The issue of criminal acts by the U.S, military began to rise in 1992 when Yoon
Geum-yi, a Korean bar waitress at a military club, was brutally killed.
Activists then brought public attention to the issue, and anti-American
sentiment grew. But Ms. Kim remained doubtful.
"There were dozens of girls who died before Yoon Geum-yi died. But no one ever
tried to help us when we called for help," she said. "I felt that Yoon Geum-yi
was just used as a tool for anti-American protests."
After she saw her friends Tae-ja and Sun-hui die, both for unknown reasons, the
deaths of four others followed. Some died from intoxication, some in a fire
that a soldier allegedly set, and some committed suicide. "But God, I want to
live," she found herself helplessly praying.

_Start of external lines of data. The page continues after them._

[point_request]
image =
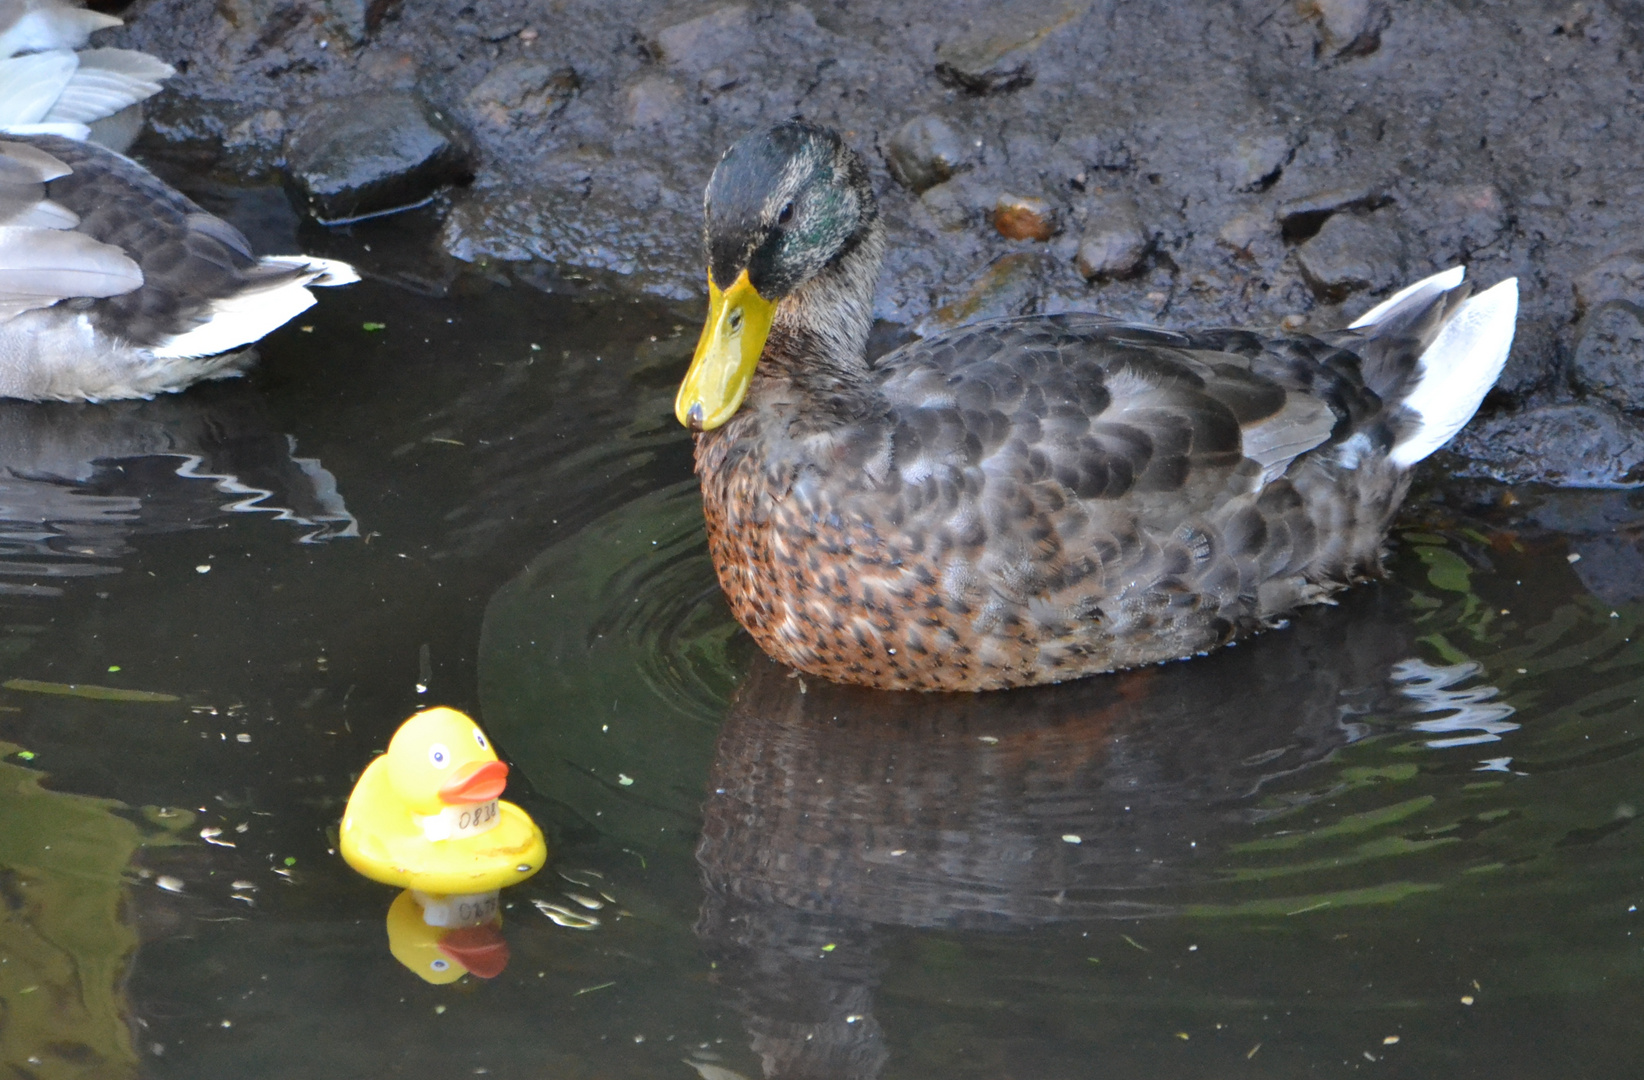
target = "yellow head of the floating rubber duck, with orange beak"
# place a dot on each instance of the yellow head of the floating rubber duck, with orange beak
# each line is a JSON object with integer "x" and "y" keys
{"x": 441, "y": 759}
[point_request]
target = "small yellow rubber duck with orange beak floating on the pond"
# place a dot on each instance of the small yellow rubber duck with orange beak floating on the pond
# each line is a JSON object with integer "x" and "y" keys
{"x": 427, "y": 815}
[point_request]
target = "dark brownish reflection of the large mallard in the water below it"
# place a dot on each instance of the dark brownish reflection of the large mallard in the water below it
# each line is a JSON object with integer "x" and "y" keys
{"x": 838, "y": 815}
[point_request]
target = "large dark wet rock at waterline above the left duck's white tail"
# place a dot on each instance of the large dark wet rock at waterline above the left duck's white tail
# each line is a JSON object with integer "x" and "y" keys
{"x": 372, "y": 154}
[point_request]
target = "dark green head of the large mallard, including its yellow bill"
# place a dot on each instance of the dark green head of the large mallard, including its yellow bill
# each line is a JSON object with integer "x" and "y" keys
{"x": 783, "y": 206}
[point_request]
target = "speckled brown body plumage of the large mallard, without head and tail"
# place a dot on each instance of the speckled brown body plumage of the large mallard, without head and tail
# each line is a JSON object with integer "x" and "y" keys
{"x": 1033, "y": 501}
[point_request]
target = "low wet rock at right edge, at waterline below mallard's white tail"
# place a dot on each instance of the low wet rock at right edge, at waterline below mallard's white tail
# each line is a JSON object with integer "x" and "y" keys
{"x": 1584, "y": 446}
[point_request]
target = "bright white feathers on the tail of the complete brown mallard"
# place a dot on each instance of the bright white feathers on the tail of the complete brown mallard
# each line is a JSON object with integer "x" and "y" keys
{"x": 1459, "y": 369}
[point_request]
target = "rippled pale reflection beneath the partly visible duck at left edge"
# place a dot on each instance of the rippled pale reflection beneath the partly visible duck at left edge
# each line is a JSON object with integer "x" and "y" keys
{"x": 78, "y": 481}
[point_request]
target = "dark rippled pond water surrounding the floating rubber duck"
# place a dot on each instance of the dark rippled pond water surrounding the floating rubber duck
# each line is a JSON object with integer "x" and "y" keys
{"x": 1397, "y": 838}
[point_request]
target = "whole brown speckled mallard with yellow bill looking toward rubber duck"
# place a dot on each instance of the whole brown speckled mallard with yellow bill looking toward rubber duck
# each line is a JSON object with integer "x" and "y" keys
{"x": 1037, "y": 499}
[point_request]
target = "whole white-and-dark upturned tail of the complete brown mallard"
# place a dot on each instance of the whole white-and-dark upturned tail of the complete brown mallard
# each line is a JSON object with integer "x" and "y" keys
{"x": 1436, "y": 351}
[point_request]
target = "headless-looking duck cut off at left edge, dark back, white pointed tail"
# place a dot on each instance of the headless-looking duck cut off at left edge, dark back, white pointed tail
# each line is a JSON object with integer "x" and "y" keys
{"x": 113, "y": 285}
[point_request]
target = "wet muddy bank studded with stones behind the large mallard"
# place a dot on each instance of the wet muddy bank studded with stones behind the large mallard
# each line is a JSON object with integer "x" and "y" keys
{"x": 1255, "y": 164}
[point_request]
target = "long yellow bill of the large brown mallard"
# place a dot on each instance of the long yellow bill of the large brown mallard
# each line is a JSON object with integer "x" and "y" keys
{"x": 729, "y": 351}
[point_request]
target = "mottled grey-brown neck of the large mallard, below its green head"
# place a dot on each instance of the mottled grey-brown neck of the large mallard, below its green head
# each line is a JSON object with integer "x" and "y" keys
{"x": 818, "y": 351}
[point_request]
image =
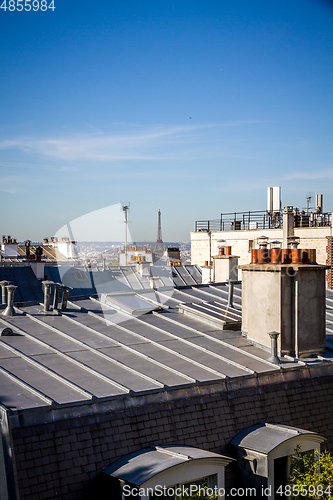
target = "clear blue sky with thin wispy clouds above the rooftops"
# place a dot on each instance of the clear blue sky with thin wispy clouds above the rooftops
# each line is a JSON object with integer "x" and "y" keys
{"x": 189, "y": 106}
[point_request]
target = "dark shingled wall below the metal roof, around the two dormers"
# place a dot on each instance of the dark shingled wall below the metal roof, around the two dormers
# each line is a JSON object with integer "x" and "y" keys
{"x": 61, "y": 459}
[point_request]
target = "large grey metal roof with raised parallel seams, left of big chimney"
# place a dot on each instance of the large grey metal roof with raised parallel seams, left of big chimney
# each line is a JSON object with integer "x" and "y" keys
{"x": 96, "y": 351}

In the mid-1980s, she attended a church. She never had anyone to talk to, so
she and her friends found the act of giving testimony and praying out loud fun.
But their neighbors didn't. People refused to attend the same church with the
prostitutes. So they created a church of their own ― in a tent. Ms. Kim
moved her belongings into the tent, threw out the bed she had been using for
two decades, and stopped selling sex.
She talked others out of prostitution as well and started attending theology
school. The news spread, and women's rights advocates visited her to encourage
her. She followed activists to the United States to speak at international
seminars. An independent film director made a documentary about her life. She
opened up her home (where she now lives with her mother) to babysit
"Amerasians," interracial children whose fathers abandoned them. Choi Geum-sun,
one of the founders of the "tent church," lives with Ms. Kim in Songtan. Ms.
Choi married an American soldier and moved to Florida. They had two children
there, but soon divorced and she returned to Korea. She had nowhere to go, and
sought out Ms. Kim.
"If I talk to you, would my children see this story and find me here?" Ms. Choi
asked.
Ms. Kim said 15 years have passed since she started helping former prostitutes,
but there has not been much change in the situation. One difference is that the
younger prostitutes are now mostly from the Philippines or Russia. According to
Durebang, the civic group, foreign prostitutes account for 90 percent of the
females involved in Korean military prostitution.
No accurate data on the current situation of military prostitutes is available.
A Pyongtaek city official said she "assumed former prostitutes lived on
government subsidies." She added she that has not heard of foreign prostitutes
working there.
"I get really angry sometimes seeing that problems still seem to be repeated,"
Ms. Kim said. "I tell myself I shouldn't get angry because I am a Christian
now, but help is desperately needed for these poor women."
She said the former prostitutes have a hard time getting decent jobs. The
luckier ones work as club waitresses or as maids.
"I pray every day that things will get better, but it would be too much to expect any big improvement to occur," Ms. Kim said. "We have been always left alone."